For Python, the Libraries service is now generally available and delivers 94% coverage across dependencies used in customer environments. Chainguard says it has built more than half a million unique versions, including AI-related packages that can be difficult to reproduce from source, such as PyTorch, torchvision, and torchaudio.

The focus reflects Python's growing importance in AI and data workloads. As organisations adopt AI-assisted development, they can also pull in more transitive dependencies, where an application depends on a package that itself depends on many others.

Chainguard rebuilds underlying transitive dependencies alongside each version it produces, aiming to reduce the risk that a downstream dependency introduces an unexpected change or a compromised artefact.

Java and JavaScript

In Java, Chainguard says it has rebuilt nearly one million unique versions of dependencies, including Spring Boot, Jackson, Apache Commons, and Log4j.

For JavaScript, it says it covers 88% of npm's top 500 "highest-impact" libraries, alongside tens of thousands more packages. It defines "high-impact" libraries as those with more than one million downloads in the past week or those depended upon by at least 500 other projects.

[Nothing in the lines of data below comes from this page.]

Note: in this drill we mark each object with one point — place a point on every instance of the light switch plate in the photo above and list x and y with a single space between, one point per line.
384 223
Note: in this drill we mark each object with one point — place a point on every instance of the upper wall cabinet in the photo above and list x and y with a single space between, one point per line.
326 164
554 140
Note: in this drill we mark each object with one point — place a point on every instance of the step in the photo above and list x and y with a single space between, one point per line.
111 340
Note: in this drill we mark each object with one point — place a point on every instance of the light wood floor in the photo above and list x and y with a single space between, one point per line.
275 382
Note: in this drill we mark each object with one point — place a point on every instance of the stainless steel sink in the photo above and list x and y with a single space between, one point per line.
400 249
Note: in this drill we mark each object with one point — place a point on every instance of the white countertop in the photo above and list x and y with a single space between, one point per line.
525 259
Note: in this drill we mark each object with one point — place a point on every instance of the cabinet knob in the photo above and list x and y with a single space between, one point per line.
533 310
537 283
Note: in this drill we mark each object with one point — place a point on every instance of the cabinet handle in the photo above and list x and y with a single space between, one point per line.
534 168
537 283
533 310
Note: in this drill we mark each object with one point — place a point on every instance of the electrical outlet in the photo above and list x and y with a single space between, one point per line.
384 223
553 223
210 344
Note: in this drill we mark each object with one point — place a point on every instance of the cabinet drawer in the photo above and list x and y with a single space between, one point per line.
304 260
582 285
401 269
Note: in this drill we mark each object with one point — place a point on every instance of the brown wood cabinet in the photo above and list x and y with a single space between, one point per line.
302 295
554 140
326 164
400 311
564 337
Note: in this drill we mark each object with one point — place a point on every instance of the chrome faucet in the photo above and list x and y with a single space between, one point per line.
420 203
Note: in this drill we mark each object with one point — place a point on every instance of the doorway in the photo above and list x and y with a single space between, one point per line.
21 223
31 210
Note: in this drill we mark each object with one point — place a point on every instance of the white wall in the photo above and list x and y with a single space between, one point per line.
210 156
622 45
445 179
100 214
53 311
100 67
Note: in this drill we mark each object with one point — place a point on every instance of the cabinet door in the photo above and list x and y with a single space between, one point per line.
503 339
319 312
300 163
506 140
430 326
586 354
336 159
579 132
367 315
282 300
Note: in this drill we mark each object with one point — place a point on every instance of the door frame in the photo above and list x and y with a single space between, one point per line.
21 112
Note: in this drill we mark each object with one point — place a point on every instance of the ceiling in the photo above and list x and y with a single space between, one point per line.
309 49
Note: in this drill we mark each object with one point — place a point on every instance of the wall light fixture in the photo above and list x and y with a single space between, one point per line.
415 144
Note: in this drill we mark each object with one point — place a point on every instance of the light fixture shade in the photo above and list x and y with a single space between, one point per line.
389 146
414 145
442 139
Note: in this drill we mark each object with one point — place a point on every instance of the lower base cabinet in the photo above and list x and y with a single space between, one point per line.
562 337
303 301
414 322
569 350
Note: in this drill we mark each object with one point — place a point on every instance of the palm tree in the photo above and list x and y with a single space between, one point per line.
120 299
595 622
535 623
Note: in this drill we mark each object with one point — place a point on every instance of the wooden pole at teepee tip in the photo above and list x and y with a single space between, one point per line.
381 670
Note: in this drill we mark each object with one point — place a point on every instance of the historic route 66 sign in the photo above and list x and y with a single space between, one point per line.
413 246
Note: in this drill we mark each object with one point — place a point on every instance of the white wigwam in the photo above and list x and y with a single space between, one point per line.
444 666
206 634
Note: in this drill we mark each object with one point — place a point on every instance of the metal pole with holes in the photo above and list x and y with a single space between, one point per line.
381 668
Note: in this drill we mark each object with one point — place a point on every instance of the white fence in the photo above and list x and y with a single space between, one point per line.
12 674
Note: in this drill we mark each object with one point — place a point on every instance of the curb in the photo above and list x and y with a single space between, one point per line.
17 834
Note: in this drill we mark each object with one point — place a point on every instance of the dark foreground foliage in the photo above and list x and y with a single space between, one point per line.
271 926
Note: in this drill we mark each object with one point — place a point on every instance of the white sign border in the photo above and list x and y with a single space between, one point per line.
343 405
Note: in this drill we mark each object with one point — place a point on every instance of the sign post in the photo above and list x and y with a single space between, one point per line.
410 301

The npm ecosystem has been a frequent target for malicious uploads, particularly through packages designed to mimic popular names or through compromised maintainer accounts. JavaScript's heavy reliance on small modules can also multiply the number of packages a project consumes.

Supply chain controls

Chainguard says its builds come from what it calls the Chainguard Factory, which it describes as a SLSA L2-compliant environment. SLSA, short for Supply-chain Levels for Software Artifacts, is a framework for improving integrity controls across the build process.

The company says it can also backport critical and high-severity vulnerability fixes across the Python ecosystem at scale. It also cited a recent factory update that added DriftlessAF, which it describes as an agentic framework that uses AI "reconciler bots" to adapt to new package releases and address security issues.

Security teams have pushed for stronger provenance and reproducibility controls after a series of high-profile supply chain incidents and the rising use of automation in development pipelines. Public registries remain essential infrastructure for most developers, but organisations with higher assurance requirements have begun adding internal mirrors, allowlists, and curated repositories.

Chainguard says companies including Abridge AI, Alara, Canva, Cast AI, and Rocket Lab have switched from downloading dependencies from public registries to using its Libraries service. Such shifts often require changes to build configuration and dependency resolution settings so package managers resolve dependencies from an approved source.

"Knowing what's in our dependencies before anything gets deployed is huge," said Jeremy Knickerbocker, Principal Application Engineer at Alara.

"And with Chainguard Libraries, this way we know we're safe whenever the next ecosystem-wide malware attack strikes," he added.

Chainguard says it will continue extending coverage across the three ecosystems based on the dependency graphs observed in customer environments and the packages most commonly pulled into production software.